[AMD Official Use Only - AMD Internal Distribution Only]
> Can you include that in the patch description?
Sure. This will be the final commit message.
drm/amdgpu: Retain job->vm in amdgpu_job_prepare_job
The field job->vm is used in function amdgpu_job_run to get the page
table re-generation counter and decide whether the job should be skipped.
Specifically, function amdgpu_vm_generation checks if the VM is valid for
this job to use.
For instance, if a gfx job depends on a cancelled sdma job from entity
vm->delayed,
then the gfx job should be skipped.
Signed-off-by: YuanShang <[email protected]>
Reviewed-by: Alex Deucher <[email protected]>
Thanks
River
-----Original Message-----
From: Alex Deucher <[email protected]>
Sent: Tuesday, July 29, 2025 9:08 PM
To: YuanShang Mao (River) <[email protected]>
Cc: Deucher, Alexander <[email protected]>; Koenig, Christian
<[email protected]>; [email protected]; cao, lin
<[email protected]>; Zhang, Tiantian (Celine) <[email protected]>
Subject: Re: [PATCH] drm/amdgpu: keep job->vm in amdgpu_job_prepare_job
On Mon, Jul 28, 2025 at 10:41 PM YuanShang Mao (River) <[email protected]>
wrote:
>
> [AMD Official Use Only - AMD Internal Distribution Only]
>
> Hi Alexander
>
> > I didn't think we actually resubmitting jobs anymore. How are we ending up
> > trying to resubmit in the first place?
>
> It is not about resubmitting. amdgpu_vm_generation will check if the VM is
> valid for this job to use. For example, if a gfx job depends on an sdma job,
> which is already cancelled, then the gfx job should be skipped.

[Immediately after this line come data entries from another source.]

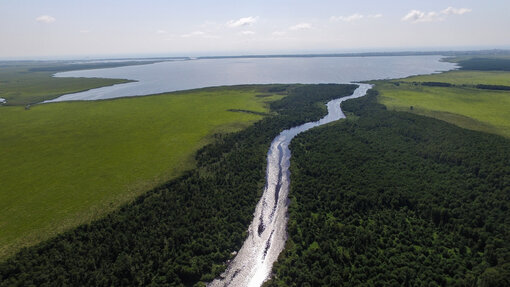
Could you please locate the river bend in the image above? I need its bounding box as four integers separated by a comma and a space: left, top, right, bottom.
209, 84, 371, 287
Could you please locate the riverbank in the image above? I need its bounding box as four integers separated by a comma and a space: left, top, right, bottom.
0, 86, 283, 258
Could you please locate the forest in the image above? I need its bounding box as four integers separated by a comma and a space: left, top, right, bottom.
0, 85, 357, 286
265, 90, 510, 287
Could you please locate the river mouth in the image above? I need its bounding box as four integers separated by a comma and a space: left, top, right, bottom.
208, 84, 372, 287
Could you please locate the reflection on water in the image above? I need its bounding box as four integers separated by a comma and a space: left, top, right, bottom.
46, 56, 455, 101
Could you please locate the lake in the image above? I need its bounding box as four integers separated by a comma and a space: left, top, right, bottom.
48, 56, 456, 102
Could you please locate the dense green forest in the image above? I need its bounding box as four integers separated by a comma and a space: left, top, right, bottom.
266, 91, 510, 286
0, 85, 356, 286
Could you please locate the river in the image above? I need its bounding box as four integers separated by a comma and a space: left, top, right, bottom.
209, 84, 371, 287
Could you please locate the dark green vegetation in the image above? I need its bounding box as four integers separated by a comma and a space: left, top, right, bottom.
375, 71, 510, 137
0, 61, 130, 106
267, 92, 510, 286
0, 86, 282, 260
0, 85, 356, 286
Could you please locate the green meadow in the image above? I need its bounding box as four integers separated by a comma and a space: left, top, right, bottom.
0, 86, 282, 259
375, 71, 510, 137
0, 62, 129, 106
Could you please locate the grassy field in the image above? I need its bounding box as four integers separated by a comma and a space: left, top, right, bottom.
0, 62, 133, 105
0, 86, 282, 259
375, 71, 510, 137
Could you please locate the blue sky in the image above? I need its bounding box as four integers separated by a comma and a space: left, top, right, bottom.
0, 0, 510, 58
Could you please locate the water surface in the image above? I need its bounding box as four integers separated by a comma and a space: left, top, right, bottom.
209, 84, 371, 287
46, 56, 456, 102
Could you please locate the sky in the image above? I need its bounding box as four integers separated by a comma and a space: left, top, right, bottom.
0, 0, 510, 59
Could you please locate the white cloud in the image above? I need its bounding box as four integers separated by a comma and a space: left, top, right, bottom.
402, 7, 471, 23
271, 31, 285, 36
329, 13, 382, 22
181, 31, 205, 38
35, 15, 57, 24
289, 23, 312, 31
330, 13, 364, 22
441, 7, 472, 15
367, 14, 382, 19
180, 31, 220, 39
227, 16, 257, 28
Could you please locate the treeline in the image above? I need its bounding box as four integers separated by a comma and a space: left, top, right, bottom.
421, 82, 452, 88
459, 57, 510, 71
266, 91, 510, 286
0, 85, 356, 286
476, 84, 510, 91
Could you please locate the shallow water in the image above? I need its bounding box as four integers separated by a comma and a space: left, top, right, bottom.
209, 84, 371, 287
49, 56, 456, 102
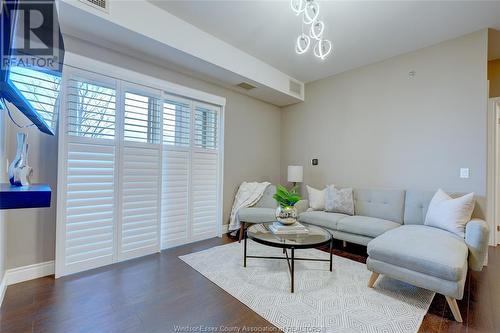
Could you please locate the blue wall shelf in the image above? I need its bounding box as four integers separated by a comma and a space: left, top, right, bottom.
0, 184, 52, 209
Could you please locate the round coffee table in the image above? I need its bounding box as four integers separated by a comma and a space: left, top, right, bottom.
243, 223, 333, 293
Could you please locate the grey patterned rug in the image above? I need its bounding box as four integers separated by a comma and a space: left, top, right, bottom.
179, 241, 434, 333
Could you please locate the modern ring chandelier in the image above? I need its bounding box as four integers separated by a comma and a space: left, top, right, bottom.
290, 0, 332, 60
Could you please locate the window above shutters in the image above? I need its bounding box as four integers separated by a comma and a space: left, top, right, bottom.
124, 92, 161, 143
163, 99, 191, 147
194, 105, 218, 149
68, 79, 116, 139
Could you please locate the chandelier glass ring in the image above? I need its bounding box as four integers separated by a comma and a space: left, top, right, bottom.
290, 0, 332, 60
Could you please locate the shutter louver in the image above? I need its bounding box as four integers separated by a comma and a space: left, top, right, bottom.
194, 106, 217, 150
161, 146, 190, 249
124, 92, 161, 143
163, 99, 191, 147
65, 143, 115, 273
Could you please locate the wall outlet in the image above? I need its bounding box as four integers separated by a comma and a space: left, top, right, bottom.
460, 168, 470, 178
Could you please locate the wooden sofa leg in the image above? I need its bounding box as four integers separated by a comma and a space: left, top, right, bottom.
445, 296, 462, 323
368, 272, 380, 288
238, 222, 245, 243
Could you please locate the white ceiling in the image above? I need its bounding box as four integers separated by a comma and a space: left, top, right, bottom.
149, 0, 500, 82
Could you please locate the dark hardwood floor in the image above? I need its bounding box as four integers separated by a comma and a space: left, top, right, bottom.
0, 237, 500, 333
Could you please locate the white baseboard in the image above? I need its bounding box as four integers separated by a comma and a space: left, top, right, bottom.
4, 260, 55, 286
0, 260, 55, 305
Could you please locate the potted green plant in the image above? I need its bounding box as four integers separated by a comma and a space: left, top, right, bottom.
273, 185, 301, 224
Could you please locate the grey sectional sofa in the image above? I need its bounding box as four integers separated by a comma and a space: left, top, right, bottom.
239, 186, 489, 322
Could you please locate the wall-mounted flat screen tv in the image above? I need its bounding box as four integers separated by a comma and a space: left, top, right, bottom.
0, 0, 64, 135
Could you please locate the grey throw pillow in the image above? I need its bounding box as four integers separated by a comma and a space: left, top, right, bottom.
325, 186, 354, 215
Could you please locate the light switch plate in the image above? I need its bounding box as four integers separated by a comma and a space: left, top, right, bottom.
460, 168, 470, 178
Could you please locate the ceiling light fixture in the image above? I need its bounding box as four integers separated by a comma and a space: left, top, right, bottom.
290, 0, 332, 60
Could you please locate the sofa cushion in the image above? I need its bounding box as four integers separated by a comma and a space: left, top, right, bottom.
299, 211, 349, 229
238, 207, 276, 223
253, 185, 278, 209
354, 189, 405, 223
368, 225, 468, 281
404, 190, 436, 224
337, 215, 401, 238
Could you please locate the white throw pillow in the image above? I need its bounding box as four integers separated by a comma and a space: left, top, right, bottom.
325, 185, 354, 215
306, 185, 326, 210
424, 189, 476, 237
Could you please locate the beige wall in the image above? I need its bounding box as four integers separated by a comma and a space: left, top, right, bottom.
488, 59, 500, 97
5, 119, 57, 269
7, 39, 280, 268
281, 30, 487, 200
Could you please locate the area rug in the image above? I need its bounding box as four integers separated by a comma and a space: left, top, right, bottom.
179, 240, 434, 333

Ah, that makes sense. Can you include that in the patch description?
With that included, the patch is
Reviewed-by: Alex Deucher <[email protected]>
> Perhaps the dependencies between tasks should be resolved by the drm instead
> of amdgpu.
If we can do that or check the dependencies via the job itself that would be
better in the long term.
Alex
>
> uint64_t amdgpu_vm_generation(struct amdgpu_device *adev, struct
> amdgpu_vm *vm) {
> uint64_t result = (u64)atomic_read(&adev->vram_lost_counter)
> << 32;
>
> if (!vm)
> return result;
>
> result += lower_32_bits(vm->generation);
> /* Add one if the page tables will be re-generated on next CS */
> if (drm_sched_entity_error(&vm->delayed))
> ++result;
>
> return result;
> }
>
> Thanks
> River
>
>
> -----Original Message-----
> From: Alex Deucher <[email protected]>
> Sent: Tuesday, July 29, 2025 2:10 AM
> To: YuanShang Mao (River) <[email protected]>
> Cc: Deucher, Alexander <[email protected]>; Koenig, Christian
> <[email protected]>; [email protected]; cao, lin
> <[email protected]>; Zhang, Tiantian (Celine) <[email protected]>
> Subject: Re: [PATCH] drm/amdgpu: keep job->vm in
> amdgpu_job_prepare_job
>
> On Mon, Jul 28, 2025 at 5:01 AM YuanShang Mao (River) <[email protected]>
> wrote:
> >
> > [AMD Official Use Only - AMD Internal Distribution Only]
> >
> > Hi Alexander
> >
> > Since Christian is on vacation. Could you help review the below
> > patch?
> > If set job->vm to null in amdgpu_job_prepare_job, the job which
> > should be skipped in amdgpu_job_run will be submitted unexpectedly.
>
> I think we can just remove the amdgpu_vm_generation() check in
> amdgpu_job_run(). I didn't think we actually resubmitting jobs anymore. How
> are we ending up trying to resubmit in the first place?
>
> Alex
>
> >
> > Thanks
> > River
> >
> >
> > -----Original Message-----
> > From: YuanShang Mao (River) <[email protected]>
> > Sent: Wednesday, July 23, 2025 5:06 PM
> > To: [email protected]
> > Cc: Koenig, Christian <[email protected]>; YuanShang Mao
> > (River) <[email protected]>
> > Subject: [PATCH] drm/amdgpu: keep job->vm in amdgpu_job_prepare_job
> >
> > job->vm is used in function amdgpu_job_run to get the page
> > table re-generation counter and decide whether the job should be skipped.
> >
> > Signed-off-by: YuanShang <[email protected]>
> > ---
> > drivers/gpu/drm/amd/amdgpu/amdgpu_job.c | 7 -------
> > 1 file changed, 7 deletions(-)
> >
> > diff --git a/drivers/gpu/drm/amd/amdgpu/amdgpu_job.c
> > b/drivers/gpu/drm/amd/amdgpu/amdgpu_job.c
> > index 45febdc2f349..18998343815e 100644
> > --- a/drivers/gpu/drm/amd/amdgpu/amdgpu_job.c
> > +++ b/drivers/gpu/drm/amd/amdgpu/amdgpu_job.c
> > @@ -360,13 +360,6 @@ amdgpu_job_prepare_job(struct drm_sched_job *sched_job,
> > dev_err(ring->adev->dev, "Error getting VM ID
> > (%d)\n", r);
> > goto error;
> > }
> > - /*
> > - * The VM structure might be released after the VMID is
> > - * assigned, we had multiple problems with people trying to
> > use
> > - * the VM pointer so better set it to NULL.
> > - */
> > - if (!fence)
> > - job->vm = NULL;
> > return fence;
> > }
> >
> > --
> > 2.25.1
> >